Caterpillar Inc. reports second quarter earnings well below expectations and forecasts 2002 profits about 15% below year-earlier levels.

In a July 16 report, the Peoria, Ill.-based heavy equipment maker says customers' investment delays are slowing sales in the general construction, mining and electric power generation markets. Caterpillar's overall second-quarter profit of $200 million, or 58¢ a share, is down from $271 million, or 78¢ a share, for the same period 2001. Revenue fell to $5.29 billion from $5.49 billion.
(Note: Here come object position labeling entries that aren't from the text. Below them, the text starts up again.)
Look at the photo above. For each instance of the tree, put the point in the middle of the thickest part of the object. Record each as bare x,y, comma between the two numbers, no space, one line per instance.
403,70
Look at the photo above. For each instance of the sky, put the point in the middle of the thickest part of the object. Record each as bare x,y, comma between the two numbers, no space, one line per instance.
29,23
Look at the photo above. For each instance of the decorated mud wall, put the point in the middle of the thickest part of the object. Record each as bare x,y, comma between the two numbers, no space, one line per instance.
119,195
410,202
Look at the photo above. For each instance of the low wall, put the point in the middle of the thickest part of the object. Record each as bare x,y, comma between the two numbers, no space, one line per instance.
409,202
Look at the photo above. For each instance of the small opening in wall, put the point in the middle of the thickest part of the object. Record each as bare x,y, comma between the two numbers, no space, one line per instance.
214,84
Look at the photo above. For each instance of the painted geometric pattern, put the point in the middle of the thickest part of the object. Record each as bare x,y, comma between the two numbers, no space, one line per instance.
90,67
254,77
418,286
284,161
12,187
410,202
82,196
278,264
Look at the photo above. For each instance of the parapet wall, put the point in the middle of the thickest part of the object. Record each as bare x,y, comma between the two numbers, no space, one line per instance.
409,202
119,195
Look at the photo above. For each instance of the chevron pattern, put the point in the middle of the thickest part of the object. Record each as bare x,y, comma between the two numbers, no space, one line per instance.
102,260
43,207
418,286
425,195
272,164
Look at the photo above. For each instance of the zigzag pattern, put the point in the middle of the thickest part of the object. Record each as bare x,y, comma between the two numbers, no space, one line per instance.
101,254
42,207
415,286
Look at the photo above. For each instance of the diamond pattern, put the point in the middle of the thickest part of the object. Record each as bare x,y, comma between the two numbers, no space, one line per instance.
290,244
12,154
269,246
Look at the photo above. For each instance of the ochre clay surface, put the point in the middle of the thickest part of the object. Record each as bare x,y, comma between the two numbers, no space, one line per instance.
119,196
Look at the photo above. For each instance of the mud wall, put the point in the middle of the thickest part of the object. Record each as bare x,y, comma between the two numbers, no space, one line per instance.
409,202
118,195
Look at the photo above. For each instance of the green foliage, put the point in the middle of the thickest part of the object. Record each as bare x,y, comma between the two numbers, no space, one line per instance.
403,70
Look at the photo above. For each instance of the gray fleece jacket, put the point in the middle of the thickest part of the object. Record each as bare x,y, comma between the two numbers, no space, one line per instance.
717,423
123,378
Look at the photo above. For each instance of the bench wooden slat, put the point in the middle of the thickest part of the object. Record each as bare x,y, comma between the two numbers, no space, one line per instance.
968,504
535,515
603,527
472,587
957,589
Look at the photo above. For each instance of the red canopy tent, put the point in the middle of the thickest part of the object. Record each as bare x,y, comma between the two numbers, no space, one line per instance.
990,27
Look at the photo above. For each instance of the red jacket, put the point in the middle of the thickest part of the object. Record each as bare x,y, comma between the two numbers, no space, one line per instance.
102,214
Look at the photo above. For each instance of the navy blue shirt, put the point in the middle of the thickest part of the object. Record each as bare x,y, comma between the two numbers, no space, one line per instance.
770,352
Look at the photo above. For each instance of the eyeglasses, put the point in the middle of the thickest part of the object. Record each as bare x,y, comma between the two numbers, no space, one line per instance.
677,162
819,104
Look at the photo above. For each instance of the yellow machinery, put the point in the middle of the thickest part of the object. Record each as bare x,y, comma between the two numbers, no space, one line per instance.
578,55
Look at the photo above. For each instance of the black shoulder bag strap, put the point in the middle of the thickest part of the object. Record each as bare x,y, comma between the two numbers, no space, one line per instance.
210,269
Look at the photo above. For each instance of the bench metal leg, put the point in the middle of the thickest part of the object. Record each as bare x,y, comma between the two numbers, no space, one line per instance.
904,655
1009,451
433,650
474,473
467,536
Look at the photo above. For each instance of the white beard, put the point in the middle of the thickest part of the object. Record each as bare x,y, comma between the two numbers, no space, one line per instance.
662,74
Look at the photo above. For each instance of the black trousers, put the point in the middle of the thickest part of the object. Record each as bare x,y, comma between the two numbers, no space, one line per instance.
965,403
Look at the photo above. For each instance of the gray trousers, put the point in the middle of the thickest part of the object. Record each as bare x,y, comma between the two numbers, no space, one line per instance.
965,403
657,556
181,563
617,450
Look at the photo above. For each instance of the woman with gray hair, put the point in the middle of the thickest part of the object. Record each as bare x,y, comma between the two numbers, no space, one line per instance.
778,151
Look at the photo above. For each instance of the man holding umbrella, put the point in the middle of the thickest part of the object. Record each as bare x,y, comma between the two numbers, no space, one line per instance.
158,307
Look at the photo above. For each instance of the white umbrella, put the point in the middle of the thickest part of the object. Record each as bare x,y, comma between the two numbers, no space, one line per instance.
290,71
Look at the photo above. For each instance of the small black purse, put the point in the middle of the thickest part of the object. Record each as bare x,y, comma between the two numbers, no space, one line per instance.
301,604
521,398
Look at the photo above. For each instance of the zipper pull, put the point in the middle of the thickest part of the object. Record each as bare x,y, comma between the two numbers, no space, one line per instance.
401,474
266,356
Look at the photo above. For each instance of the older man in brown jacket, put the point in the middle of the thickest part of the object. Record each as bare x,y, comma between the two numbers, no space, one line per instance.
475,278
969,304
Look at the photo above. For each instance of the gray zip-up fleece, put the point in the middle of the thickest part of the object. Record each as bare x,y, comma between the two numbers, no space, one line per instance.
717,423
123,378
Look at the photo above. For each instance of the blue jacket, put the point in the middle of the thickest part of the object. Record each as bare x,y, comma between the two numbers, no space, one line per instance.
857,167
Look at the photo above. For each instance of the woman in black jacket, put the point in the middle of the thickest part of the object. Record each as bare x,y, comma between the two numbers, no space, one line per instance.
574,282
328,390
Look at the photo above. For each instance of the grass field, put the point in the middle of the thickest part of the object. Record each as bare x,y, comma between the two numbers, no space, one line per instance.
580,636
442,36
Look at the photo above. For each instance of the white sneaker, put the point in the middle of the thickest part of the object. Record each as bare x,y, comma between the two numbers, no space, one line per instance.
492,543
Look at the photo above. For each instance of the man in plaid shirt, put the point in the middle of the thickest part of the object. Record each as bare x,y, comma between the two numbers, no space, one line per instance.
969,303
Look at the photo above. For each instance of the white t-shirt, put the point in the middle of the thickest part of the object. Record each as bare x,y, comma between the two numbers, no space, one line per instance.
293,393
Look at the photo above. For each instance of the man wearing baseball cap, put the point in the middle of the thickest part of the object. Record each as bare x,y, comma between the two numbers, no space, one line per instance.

"While overall economic indicators have been positive, the anticipated recovery in capital spending has yet to materialize," says Chairman and CEO Glen Barton. He credits Caterpillar's broad, global diversity for keeping it profitable. Globally, machine sales in the heavy construction and quarry and aggregate sectors were solid, but flat or falling sales in the general construction and power generation market offset them. Only in Latin America were sales generally strong, including the electric generation market. In other regions that sector is sagging as excess generation capacity and lower peak power rates encourage purchase delays. Mining is also weak, leading to significantly reduced production at large engine and machine facilities. Consequent manufacturing inefficiencies further sapped company profits.

"They had been looking at 2002 as a recovery year, but now say the second half isn't going to be all that robust," says Daniel R. Di Senso, a Standard & Poor's analyst who tracks the company. "They're doing the right things. Inventories are down and when the rebuild comes they are going to have to refill the pipeline."